In 2009, Washington State spent over 1 million dollars to implement new machines and chose the Alcotest 9510 despite a report from their scientists that stated the machines “were not ready for implementation.”
In a court case in Colorado in 2016, it was discovered that there were widespread problems with how the state forensic lab implemented the use of more than 160 new Intoxilyer 9000s. A lab technician testified that in this defendant’s case, his manager ordered him to destroy records from the tests, as well as the manual for the Intoxilyzer, in case the defense attorneys tried to subpoena records.
In the Metropolitan area of D.C., Ilmar Peagle was hired in 2010 to test its Intoxilyers. Peagle found that every machine was generating results that were 20 percent to 40 percent too high. Additionally, he found the chemicals being used to set up the machines were too old and lost their potency.

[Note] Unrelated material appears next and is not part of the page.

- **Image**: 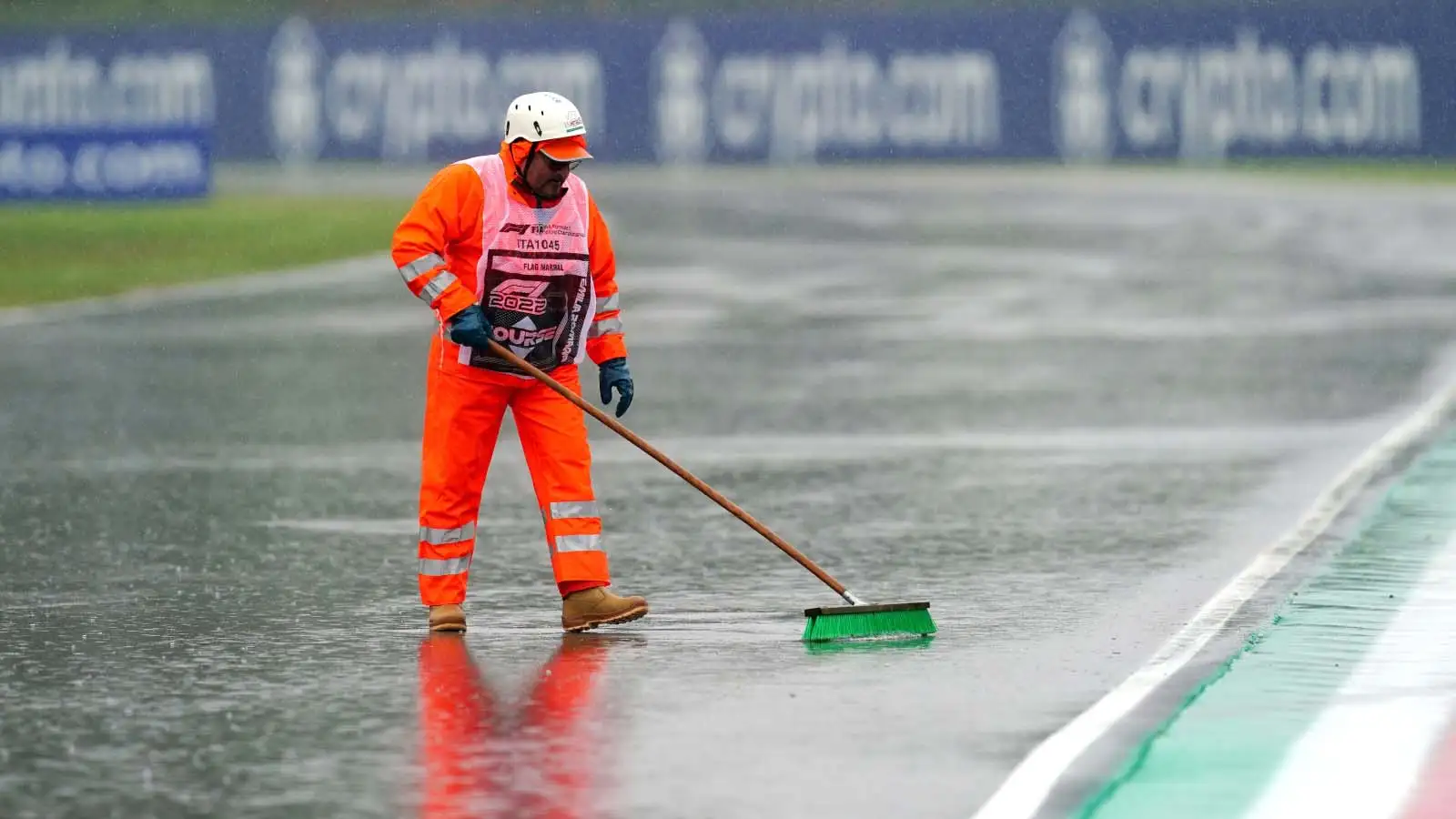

Last year, a judge in Minnesota found that the states breathe test machines were rounding up results, which falsely pushed some defendants over the legal limit.
Despite all of this, it is next to impossible to obtain a machine for inspection as the manufacturers will not sell them to the general public. Defense attorneys have been fighting for years to examine the machines and their software forensically. The reason is to attempt to inspect the codes which could reveal built-in flaws the devices use in their calculations. Courts in New York State have repeatedly denied requests to obtain the machine codes. Dennis Nave, Managing Partner for Nave Law Firm, which also operates the DWI GUYS brand, feels that these inaccuracies are entirely unacceptable. Citizens should be demanding that more reliable testing be used in prosecuting these types of cases. If I were a defendant and worried about my license and my freedom, I would not want a machine with these types of errors determining my guilt or innocence. It is the job of Law enforcement and the DA’s office to prosecute these cases. I do not believe it is too much to ask that they use the best evidence possible or the most reliable. It could be just as easy for law enforcement to request a blood draw.
Even with all the issues coming to light within the inaccuracies of the breath test, every state punishes drivers who refuse to take one when ordered by a police officer. Law enforcement must ensure the accuracy of these tests as individuals’ lives and freedom are at stake. Mr. Nave states THIS needs to happen immediately to recodify the issues.